君は言う、小さく、しかし、はっきりとした声で。
「ありがとう……ついにここまで……ありがとう」
君の声にも僕は振り返ることができない。
「ありがとう……でも、わたしは、ここから、先へはいけないわ」
僕は思わず問い返す。
「なぜ、あと少しだ。

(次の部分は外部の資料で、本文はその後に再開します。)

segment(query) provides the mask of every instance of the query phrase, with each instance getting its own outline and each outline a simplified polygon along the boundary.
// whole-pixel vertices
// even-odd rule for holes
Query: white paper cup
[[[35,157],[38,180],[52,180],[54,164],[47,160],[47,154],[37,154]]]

あと少しで、僕たちは元の世界に戻れる」
君は、僕の言葉に声をかぶせるようにして言う。
「いいえ、わたしは、もう、あの平和な場所に戻ることはできない」
「なぜ……いや……そうかも、しれない……なら……それなら、
僕たち二人で、人里はなれた山の中で暮らそう。
ここより、ずっと、南に下って。
なに、僕にも、少しの貯えはある。
二人で暮らしていくくらいはなんとかなるよ」
君は、頭を振って言う。
「だめ……二人で食べていくことはできるかもしれない。
でも、そうなったら、わたしは、あなたから、歌を奪ってしまう……
あなたから、歌を奪ってしまえば、あなたは、輝きを失う。
あなたは、やがて、その悲しみで死んでしまうでしょう」
僕は、大きく体を振って、答える。
「そんな……唄えなくなったくらいで、死んだりはしないよ……
それに、そうだ、歌を唄いたくなったら、僕は町に下りて、唄えばいい」
「そうね、でも、悪い噂はすぐに広まるわ……
その噂は、やがてあなたから、歌う場所を奪ってしまうわ」
足は完全に止まっていた。
僕は、間近に迫った、出口を見つめ、君の言葉を聴いている。
「ありがとう、あなたの気持ちは、十分にいただいたわ。
でも、わたしは、あの村に戻ることはできない。
わかっているはずよ。
わたしは、もう、ここから出て行くことはできない。
あなたの気持ちは……
さあ、あなたは、一人で、行ってください。
悲しみは、いつか、癒されます。
そして、あなたは、多くの人を救うために唄ってください。
わたしは、あなたと共に行くことはできないのです」
……そして、君は、不意に腕を強く引いた。
思わず君を振り返ってしまう。
君と目が合った。
君の唇が、「ありがとう」と動くのがわかった。
闇の中から、ハーデスの声が響く。
『オルフェウスよ、ついに、振り返ったな……約束通りエウリディーケはつれて帰る』
エウリディーケの体が、風に弄ばれるように、地中へと戻っていくのが見える。
洞窟の出口には、ひとり残されたオルフェウスの姿が……
【あとがき】
え~~
ギリシア神話のオルフェウスとエウリディーケの話を僕なりに解釈したものです。
最初のうちは、犯罪を犯した(巻き込まれた)女が男と一緒に逃げる、
という、雰囲気を出しながら、実は、神話だったと……
企画倒れだったかな……ちょっと、弱気だったりする。